The premier Bengaluru-based Indian Institute of Science (IISc) is developing a Covid vaccine, informed Karnataka Health Minister K. Sudhakar on Thursday, which has reportedly proven to be more successful than existing vaccines.

The IISc vaccine has reportedly shown a more significant neutralising effect than existing vaccines like Covishield or Covaxin and it can be stored at a room temperature of up to 30 degrees.

According to the IISC website, vaccine production would cost Rs. 15 crore. The aim is to create a vaccine that can be mass-produced quickly to protect frontline health workers, medical staff, senior citizens, and people with co-morbidities like cardiovascular diseases and diabetes.

Informing the development following a meeting with IISc Director Prof Govindan Rangarajan, Dr Sudhakar tweeted about the vaccine, stating:"Our govt will extend all possible support to IISC, Bangalore in expediting clinical validation and obtaining regulatory approvals for oxygen concentrators and collaboration with industry for manufacturing."

Currently, the Serum institute and Bharat Biotech are manufacturing Covid vaccines in the country and the vaccination drive has so far reached 19 crore doses. However, the IISc vaccine is still in progress and has yet to undergo clinical trials, maybe a game-changer in the country's pandemic war.

IISc Bangalore
IISc BengaluruTwitter

Director Rangarajan said the vaccine under development at the institute showed a better neutralising effect than other vaccines in use. "The vaccine being developed in our institute can be stored at room temperature (30 degrees Celsius), which enables the government to scale up its distribution," he said.

IISc vaccine

The institute is developing the vaccine in collaboration with the Mynvax start-up, incubated by its society of innovation and development. "The project needs Rs 15 crore fund to conduct further studies like creating the first-generation vaccine candidate in the next four months, production technology in eight months and to initiate Phase 1 human trials in 12 months," IISc said on its website. 

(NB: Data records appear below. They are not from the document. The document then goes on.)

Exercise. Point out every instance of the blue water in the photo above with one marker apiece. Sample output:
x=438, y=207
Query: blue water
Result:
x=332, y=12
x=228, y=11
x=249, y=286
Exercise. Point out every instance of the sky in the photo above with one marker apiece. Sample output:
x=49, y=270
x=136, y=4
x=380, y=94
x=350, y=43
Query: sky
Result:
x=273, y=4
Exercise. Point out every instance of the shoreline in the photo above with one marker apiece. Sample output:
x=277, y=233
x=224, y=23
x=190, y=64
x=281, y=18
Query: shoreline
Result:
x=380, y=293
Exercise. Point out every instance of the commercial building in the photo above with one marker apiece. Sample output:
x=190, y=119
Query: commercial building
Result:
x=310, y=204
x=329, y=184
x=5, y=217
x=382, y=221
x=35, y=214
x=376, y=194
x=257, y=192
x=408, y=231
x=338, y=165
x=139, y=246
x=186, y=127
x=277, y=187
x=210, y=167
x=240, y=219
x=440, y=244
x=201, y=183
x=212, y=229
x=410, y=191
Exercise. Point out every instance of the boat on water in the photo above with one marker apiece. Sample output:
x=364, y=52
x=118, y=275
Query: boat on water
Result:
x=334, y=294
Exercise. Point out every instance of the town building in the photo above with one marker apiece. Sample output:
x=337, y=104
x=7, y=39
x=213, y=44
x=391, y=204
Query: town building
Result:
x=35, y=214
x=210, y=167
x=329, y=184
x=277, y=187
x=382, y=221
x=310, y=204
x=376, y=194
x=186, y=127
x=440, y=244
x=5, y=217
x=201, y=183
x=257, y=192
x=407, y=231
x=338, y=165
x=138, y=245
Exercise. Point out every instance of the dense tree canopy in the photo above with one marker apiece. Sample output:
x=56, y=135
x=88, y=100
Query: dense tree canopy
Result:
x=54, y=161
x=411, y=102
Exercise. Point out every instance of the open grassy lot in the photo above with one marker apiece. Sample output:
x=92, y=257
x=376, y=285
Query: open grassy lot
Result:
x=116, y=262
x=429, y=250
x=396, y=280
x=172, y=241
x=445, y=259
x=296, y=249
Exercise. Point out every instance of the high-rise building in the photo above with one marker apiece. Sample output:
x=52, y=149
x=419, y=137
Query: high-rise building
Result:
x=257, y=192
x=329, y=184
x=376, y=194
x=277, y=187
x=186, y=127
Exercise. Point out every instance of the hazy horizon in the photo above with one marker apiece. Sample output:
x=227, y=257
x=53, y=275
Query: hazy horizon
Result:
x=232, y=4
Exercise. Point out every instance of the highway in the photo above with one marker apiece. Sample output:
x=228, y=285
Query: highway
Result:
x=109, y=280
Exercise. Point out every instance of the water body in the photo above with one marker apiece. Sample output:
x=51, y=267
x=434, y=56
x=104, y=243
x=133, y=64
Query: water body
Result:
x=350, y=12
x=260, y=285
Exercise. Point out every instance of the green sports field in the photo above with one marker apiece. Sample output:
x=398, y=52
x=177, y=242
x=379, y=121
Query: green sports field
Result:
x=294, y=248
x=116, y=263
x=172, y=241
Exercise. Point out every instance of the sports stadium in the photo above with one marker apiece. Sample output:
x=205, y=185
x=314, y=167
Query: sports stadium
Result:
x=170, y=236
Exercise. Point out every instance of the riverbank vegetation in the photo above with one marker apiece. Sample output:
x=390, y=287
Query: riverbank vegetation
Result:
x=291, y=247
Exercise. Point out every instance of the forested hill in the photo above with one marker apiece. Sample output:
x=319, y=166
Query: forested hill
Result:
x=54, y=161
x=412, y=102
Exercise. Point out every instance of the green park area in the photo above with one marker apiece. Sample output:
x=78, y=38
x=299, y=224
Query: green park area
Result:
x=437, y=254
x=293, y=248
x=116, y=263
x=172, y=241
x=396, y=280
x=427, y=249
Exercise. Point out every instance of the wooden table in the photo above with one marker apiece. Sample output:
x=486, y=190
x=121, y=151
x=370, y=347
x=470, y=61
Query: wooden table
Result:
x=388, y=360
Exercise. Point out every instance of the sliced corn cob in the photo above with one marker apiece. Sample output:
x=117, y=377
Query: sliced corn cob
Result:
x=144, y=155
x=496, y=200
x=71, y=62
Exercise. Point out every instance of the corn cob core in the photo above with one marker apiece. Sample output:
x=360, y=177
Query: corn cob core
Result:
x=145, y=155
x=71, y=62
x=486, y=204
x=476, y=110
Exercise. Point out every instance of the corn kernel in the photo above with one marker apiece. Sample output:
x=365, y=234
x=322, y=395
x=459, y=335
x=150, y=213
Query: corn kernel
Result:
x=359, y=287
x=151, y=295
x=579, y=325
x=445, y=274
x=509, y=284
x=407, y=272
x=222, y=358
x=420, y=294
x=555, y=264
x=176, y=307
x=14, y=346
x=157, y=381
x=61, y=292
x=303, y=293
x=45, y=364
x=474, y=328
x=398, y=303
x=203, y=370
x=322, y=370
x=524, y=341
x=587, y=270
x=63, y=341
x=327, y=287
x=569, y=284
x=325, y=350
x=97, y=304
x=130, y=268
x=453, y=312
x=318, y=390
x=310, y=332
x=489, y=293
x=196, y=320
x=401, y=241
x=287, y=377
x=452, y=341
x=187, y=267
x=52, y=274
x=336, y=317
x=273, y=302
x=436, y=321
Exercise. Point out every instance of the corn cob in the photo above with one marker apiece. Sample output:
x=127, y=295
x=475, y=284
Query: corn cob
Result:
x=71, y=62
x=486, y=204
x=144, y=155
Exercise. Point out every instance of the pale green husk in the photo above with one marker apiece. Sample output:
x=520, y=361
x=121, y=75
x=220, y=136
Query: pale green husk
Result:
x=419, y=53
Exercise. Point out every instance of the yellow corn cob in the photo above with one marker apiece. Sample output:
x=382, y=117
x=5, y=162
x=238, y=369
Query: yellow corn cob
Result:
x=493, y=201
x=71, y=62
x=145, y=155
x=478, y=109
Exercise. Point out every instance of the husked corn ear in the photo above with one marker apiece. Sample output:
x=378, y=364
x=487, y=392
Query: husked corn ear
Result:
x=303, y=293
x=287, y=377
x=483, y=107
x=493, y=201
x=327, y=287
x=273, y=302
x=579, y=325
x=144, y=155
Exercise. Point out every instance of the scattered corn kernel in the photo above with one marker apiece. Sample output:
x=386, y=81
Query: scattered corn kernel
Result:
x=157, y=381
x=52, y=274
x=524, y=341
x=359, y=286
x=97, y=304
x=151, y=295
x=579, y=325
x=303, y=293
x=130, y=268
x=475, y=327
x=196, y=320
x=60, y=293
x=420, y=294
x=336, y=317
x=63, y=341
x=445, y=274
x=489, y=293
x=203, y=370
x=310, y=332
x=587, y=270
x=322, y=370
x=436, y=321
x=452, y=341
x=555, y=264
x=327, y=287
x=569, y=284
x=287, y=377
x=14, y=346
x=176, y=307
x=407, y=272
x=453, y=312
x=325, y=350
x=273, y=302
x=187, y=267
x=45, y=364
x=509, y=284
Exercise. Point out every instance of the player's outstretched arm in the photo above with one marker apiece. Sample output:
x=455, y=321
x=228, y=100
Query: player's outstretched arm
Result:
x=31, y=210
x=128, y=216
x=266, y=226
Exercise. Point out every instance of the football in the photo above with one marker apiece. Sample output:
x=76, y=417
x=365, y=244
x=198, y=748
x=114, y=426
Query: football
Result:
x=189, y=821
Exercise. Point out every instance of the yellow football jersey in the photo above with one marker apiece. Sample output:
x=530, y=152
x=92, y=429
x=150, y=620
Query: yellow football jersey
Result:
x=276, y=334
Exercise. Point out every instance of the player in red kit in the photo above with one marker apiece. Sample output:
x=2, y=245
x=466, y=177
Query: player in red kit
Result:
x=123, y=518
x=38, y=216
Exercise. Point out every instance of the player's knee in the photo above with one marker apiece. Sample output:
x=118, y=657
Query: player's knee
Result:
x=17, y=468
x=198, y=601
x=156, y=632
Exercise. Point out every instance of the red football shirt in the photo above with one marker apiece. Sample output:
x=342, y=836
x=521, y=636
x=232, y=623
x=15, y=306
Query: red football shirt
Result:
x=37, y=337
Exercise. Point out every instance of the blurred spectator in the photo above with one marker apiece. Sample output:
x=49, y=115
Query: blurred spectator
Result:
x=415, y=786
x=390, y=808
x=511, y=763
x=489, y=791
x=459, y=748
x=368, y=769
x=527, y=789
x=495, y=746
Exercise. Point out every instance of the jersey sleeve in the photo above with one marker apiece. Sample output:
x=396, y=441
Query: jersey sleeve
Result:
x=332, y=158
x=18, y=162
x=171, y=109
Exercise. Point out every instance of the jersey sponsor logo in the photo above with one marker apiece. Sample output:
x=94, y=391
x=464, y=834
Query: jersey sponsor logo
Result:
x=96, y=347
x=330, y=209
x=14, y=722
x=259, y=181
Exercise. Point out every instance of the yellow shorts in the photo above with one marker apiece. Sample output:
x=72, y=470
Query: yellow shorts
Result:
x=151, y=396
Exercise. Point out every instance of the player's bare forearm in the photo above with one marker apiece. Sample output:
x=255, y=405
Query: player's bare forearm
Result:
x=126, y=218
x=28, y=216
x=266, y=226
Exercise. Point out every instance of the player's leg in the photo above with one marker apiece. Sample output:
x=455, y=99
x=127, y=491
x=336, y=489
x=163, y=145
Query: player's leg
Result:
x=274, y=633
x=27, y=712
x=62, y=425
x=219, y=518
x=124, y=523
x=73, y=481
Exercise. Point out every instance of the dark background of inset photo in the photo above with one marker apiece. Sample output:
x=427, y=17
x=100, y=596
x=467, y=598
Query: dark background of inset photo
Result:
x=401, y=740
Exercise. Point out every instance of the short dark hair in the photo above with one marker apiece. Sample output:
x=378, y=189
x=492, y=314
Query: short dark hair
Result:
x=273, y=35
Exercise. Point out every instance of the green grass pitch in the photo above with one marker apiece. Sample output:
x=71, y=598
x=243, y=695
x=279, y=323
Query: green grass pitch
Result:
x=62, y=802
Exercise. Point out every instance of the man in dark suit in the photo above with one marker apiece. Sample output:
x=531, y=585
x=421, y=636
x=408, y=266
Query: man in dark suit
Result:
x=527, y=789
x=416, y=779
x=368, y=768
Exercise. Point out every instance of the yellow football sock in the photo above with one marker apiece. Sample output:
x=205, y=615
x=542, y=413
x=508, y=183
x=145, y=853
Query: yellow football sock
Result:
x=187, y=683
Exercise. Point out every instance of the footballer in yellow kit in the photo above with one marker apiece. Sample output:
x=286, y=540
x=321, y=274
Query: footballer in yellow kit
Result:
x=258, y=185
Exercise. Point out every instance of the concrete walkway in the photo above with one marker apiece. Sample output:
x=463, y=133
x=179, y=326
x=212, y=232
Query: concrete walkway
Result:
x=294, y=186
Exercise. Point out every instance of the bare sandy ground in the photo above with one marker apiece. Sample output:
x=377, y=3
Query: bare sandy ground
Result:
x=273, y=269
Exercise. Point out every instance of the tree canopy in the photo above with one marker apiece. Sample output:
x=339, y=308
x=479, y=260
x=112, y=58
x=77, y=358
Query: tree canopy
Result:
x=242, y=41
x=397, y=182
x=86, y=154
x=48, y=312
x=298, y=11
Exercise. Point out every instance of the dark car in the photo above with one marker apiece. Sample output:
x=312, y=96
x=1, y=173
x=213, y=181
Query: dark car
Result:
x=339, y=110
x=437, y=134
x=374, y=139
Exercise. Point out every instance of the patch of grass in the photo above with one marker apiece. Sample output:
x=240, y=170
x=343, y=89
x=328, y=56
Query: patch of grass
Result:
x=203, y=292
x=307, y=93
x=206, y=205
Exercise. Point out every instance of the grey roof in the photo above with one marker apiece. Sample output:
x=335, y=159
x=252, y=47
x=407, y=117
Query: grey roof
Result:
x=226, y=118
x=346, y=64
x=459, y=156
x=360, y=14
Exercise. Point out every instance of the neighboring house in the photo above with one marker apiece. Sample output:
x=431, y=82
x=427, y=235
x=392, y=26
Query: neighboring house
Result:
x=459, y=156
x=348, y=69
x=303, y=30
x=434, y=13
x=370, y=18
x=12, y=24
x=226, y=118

The start-up estimates that 100 million doses are required to meet the country's requirements as the pandemic persists in the medium to long term. Molecular Biophysics Professor at the IISc, Raghavan Varadaraj and a biotech entrepreneur founded Mynvax in 2017 to develop novel recombinant vaccines to fight the human influenza virus.

In addition, the IISc has partnered with the state government to provide low-cost oxygen concentrators, with a production capacity of around 90%, thus, making them more effective than Chinese concentrators, which produce approximately 40-50 per cent.